El pueblo pide, el ciudadano exige


Los territorios no vienen predeterminados para ser tal o cual, somos nosotros, entendidos como un conjunto de individuos que conforma una sociedad quienes determinamos qué clase de gente conformará el lugar.  

¿Gente que está dispuesta a mover las piedras y barrer los escombros que empobrecen la presencia de ese pequeño espacio que entienden como suyo? ¿O quienes esperan que las autoridades se encarguen de limpiar el piso por el que caminan despreocupados de las responsabilidades que puedan tener para con ese terreno de ellos?

¡Qué dilema! Madurar o actuar como niños malcriados. Cualquiera creería que esa es la idea principal, pero es necesario hacer una pausa y analizar de qué se trata. Aquel que recoge la basura y limpia las calles sin esperar que quienes están encargados de ese trabajo y reciben un sueldo (paupérrimo quizás) por ello lo hagan, no es más ciudadano que quien se indigna por la irresponsabilidad del Estado ante la falta de compromiso y dedicación con ese pequeño pedazo de tierra.

Ese es el ciudadano al tanto de que paga impuestos, que hay presupuesto para esos asuntos, que hay responsables que se llenan los bolsillos por una labor que les fue asignada y nunca ejecutada. Es quien se molesta porque se mofan de su ingenuidad, al pensar que las leyes están para ser cumplidas. Es el que debe ser puesto al tanto de que está dentro de un paraíso colmado de corrupción y malversación, donde reina el derroche y la inconsecuencia, esa que hoy destroza la civilidad al obligar a sus albergados a matarse entre ellos. Y no, tampoco es más admirable que aquel que se toma la molestia de hacerse cargo de tareas que no pudo asumir su Estado.

Hay que tener cierto grado de cordura para no perder la decencia y la humanidad ante tan infame realidad, mucho más para limpiar los desperdicios de una mesa donde hubo un festín al que no se tuvo la dicha de ser invitado. Un minuto de silencio para honrar aquellos hombres tan sensatos que han soportado ser tratados como servidumbre en su propia mansión mientras le sonríen a los usurpadores. Un minuto de silencio para los venezolanos.

Pero no para todos.

Lástima que estos dos estereotipos de ciudadanos no están ni cerca de parecérsele a los que hoy habitan la mayoría de este pedazo de tierra gigante que llamamos hogar, que llamamos país; hoy reina y vive en ella la aceptación de la miseria y la credulidad.
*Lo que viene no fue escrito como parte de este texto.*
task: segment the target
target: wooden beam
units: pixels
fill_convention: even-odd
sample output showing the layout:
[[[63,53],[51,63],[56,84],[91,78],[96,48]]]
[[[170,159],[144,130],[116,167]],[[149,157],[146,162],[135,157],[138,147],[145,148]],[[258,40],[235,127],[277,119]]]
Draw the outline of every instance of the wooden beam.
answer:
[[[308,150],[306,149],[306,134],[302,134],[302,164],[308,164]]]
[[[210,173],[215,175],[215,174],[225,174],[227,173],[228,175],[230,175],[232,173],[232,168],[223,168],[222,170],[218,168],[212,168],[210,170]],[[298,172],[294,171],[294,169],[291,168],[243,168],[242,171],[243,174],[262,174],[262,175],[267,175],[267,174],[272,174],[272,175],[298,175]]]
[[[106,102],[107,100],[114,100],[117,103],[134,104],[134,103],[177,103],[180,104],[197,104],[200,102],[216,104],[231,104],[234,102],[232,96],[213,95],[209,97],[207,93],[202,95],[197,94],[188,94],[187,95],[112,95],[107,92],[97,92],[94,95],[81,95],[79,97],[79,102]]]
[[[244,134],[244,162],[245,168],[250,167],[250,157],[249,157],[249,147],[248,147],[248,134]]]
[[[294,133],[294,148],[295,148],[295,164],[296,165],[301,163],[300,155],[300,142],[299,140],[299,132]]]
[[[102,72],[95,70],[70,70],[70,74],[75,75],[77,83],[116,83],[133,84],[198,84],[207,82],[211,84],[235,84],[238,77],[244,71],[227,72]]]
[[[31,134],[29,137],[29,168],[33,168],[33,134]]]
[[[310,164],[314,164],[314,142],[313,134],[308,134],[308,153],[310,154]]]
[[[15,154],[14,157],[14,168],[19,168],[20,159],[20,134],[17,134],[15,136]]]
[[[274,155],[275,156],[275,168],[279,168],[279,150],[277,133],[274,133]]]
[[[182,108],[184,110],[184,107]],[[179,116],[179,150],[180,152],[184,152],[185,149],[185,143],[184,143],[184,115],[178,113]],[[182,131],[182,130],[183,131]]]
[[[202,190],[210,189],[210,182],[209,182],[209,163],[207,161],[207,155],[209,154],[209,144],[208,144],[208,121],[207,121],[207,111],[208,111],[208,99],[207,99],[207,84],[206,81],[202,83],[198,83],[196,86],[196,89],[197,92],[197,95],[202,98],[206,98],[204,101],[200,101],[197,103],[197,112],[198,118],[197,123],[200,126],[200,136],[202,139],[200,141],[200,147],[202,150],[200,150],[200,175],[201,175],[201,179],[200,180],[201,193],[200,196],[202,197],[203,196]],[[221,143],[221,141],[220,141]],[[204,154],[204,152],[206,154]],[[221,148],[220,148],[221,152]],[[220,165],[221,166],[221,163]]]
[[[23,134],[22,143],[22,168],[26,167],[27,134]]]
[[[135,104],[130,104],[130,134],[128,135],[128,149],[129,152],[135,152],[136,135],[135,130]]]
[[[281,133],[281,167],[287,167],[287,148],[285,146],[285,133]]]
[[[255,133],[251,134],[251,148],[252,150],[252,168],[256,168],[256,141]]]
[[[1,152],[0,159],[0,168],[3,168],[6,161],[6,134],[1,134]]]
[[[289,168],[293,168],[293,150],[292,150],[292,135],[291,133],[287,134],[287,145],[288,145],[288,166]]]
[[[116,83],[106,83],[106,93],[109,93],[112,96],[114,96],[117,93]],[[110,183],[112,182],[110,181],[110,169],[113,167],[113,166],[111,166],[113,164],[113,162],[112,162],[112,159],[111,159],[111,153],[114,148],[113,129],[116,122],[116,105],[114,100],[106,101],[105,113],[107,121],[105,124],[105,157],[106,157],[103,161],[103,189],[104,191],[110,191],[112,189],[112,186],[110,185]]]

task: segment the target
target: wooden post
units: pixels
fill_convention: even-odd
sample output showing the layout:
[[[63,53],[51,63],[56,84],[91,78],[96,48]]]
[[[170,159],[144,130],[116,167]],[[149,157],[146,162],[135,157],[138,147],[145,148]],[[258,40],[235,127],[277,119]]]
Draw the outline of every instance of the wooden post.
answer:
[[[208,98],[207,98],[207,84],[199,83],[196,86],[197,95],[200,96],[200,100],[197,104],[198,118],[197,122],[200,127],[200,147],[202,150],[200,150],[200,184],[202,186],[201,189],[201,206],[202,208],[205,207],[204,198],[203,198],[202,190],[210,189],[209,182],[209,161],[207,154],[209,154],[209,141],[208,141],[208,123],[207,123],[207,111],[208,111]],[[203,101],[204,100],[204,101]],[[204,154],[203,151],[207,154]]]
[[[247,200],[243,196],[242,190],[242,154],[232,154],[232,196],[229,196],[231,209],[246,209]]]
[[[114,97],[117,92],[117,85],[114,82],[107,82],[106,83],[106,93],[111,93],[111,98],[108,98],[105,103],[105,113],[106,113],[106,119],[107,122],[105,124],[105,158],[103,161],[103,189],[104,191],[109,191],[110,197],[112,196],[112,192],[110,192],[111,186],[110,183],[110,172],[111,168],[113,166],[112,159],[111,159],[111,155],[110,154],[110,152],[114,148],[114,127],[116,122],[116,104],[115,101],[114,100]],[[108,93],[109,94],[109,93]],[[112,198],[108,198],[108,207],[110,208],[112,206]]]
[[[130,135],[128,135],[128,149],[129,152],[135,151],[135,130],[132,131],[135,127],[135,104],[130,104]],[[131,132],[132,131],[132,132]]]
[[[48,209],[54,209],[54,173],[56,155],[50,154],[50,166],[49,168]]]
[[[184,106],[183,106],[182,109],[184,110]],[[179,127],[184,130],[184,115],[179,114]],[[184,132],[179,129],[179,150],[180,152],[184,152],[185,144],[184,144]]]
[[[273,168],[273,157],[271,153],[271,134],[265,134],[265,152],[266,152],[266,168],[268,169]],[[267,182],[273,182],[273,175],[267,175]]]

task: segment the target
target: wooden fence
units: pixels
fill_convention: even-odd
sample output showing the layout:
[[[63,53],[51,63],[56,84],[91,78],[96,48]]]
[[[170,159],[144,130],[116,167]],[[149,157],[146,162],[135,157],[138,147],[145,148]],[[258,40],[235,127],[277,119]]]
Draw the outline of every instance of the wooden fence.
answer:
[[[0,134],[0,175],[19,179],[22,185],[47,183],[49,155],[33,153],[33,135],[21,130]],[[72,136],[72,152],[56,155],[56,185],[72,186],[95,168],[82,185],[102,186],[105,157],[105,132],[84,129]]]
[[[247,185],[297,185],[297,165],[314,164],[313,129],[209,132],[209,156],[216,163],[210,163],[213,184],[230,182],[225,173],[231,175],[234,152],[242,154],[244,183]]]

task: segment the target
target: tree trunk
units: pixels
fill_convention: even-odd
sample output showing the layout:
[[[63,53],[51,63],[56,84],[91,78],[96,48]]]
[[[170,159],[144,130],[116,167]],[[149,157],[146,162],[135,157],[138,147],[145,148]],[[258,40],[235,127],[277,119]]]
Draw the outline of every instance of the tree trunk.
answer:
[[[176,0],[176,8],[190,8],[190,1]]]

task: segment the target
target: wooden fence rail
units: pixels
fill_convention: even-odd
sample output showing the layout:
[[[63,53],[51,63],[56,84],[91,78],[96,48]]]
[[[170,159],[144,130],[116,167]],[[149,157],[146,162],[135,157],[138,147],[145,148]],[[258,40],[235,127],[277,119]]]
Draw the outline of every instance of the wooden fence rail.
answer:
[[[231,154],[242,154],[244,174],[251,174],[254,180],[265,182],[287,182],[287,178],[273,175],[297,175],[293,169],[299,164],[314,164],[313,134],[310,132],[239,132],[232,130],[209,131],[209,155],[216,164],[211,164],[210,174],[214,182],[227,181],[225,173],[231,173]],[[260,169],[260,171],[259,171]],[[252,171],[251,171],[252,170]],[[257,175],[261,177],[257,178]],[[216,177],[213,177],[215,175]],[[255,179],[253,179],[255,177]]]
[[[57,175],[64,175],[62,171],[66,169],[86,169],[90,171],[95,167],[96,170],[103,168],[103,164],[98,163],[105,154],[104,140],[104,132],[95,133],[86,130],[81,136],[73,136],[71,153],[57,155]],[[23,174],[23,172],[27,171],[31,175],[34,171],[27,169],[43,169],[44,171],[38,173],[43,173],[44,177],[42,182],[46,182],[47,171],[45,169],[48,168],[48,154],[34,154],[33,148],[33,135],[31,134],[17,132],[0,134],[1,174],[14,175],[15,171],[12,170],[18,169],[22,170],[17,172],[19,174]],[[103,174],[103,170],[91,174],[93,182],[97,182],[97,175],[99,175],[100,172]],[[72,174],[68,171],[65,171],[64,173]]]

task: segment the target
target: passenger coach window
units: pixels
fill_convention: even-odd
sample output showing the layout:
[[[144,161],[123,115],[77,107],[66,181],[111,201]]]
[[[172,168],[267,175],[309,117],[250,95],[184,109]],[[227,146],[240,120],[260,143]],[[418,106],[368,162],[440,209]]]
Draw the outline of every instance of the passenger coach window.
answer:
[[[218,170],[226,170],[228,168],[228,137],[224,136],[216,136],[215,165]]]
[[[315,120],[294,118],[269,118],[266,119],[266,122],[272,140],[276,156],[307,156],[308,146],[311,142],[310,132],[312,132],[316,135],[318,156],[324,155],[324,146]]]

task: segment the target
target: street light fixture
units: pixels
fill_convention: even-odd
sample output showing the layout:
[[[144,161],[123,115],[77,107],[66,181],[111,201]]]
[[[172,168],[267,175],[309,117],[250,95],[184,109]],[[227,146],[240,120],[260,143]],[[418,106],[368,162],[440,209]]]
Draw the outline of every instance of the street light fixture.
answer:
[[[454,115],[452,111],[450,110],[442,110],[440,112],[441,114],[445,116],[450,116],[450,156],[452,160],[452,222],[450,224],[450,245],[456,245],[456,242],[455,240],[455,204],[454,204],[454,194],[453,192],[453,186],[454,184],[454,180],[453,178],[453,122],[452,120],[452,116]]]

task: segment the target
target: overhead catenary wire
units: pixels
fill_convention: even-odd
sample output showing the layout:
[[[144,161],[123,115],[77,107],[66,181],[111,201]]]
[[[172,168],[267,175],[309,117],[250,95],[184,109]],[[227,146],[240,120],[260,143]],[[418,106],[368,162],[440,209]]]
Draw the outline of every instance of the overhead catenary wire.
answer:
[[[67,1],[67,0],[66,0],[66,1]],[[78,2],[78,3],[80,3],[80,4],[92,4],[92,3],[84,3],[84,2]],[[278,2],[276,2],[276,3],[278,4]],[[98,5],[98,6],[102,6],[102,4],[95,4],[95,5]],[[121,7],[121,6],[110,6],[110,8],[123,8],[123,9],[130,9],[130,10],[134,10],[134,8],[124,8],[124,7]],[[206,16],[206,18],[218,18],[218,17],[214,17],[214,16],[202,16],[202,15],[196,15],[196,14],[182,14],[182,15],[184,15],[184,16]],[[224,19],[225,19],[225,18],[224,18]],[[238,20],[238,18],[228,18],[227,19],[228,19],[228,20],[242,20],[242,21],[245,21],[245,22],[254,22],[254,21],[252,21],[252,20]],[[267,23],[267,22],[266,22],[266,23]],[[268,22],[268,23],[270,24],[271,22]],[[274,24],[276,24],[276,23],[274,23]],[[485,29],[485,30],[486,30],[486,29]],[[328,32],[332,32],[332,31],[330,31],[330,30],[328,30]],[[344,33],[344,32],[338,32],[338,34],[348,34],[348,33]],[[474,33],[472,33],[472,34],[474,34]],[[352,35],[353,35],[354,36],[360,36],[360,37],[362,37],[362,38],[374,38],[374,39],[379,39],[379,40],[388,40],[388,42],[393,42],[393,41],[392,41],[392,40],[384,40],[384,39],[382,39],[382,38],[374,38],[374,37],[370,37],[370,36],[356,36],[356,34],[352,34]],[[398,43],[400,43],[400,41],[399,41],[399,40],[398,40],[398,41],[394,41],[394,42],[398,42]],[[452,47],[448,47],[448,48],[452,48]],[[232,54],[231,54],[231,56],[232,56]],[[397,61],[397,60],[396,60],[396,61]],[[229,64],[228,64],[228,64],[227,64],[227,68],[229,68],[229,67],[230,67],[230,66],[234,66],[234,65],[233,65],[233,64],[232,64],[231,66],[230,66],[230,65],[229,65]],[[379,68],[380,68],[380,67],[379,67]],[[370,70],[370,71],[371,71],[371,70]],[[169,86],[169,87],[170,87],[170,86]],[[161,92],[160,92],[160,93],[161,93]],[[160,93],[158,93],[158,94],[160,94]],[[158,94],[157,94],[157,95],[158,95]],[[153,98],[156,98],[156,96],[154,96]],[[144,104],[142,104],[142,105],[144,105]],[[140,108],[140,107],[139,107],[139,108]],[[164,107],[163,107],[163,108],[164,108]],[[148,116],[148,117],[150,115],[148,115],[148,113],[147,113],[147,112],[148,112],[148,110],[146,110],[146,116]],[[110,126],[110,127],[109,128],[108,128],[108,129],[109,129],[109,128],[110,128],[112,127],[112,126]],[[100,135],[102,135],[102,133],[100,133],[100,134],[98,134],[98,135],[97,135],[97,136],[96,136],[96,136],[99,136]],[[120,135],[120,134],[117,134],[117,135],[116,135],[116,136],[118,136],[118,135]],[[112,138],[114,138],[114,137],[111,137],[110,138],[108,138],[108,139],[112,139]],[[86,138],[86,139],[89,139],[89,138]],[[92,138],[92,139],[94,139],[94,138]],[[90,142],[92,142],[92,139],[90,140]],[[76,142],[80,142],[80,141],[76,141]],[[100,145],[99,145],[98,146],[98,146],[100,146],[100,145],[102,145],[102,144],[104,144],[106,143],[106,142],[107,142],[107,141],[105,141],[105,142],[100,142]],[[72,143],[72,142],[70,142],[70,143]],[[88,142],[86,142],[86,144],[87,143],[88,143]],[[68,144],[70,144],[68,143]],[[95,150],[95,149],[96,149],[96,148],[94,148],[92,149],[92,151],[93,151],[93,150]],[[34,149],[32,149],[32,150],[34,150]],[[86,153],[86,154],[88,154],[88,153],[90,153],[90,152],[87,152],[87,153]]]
Me gustaría pensar que se trata de la candidez que caracteriza a la gente de lugares remotos, pero no es más que la ignorancia convertida en mandato para sobrevivir ante tanta ficción y desconocimiento, ante tanta humillación. Somos lo que nunca debimos ser, somos el ejemplo vivo de la tragedia.

Por eso tiro los guantes y me niego a describir a esos que hoy reclaman como suya la tierra de la desesperanza. No son nada más que un pueblo, son quienes tocan una puerta esperando pan porque sí, porque el viento los trajo hasta estos lares y no hay nada que ellos puedan hacer, pero sí los demás. Porque nadie más lo hará, y ellos por supuesto, mucho menos. Alguien se debe hacer cargo de la existencia de los que no supieron qué hacer con su mañana, ellos de por sí ya se rindieron, están a la espera de algún valiente que salga a escribir el punto final de su desdicha.

Suertudos ellos, que aún no les ha llegado, mientras miles de sus compatriotas yacen sin vida en la tierra que una vez les juró protección.

Estamos llenos de puro pueblo. Hace falta más ciudadanía, más civilidad, menos fanático y más escéptico. Más lógica, menos emoción. Pero esa es sólo mi percepción. 

El pueblo pide, los ciudadanos exigen. Exijo una tierra donde se pueda respirar sin renegar de su aire.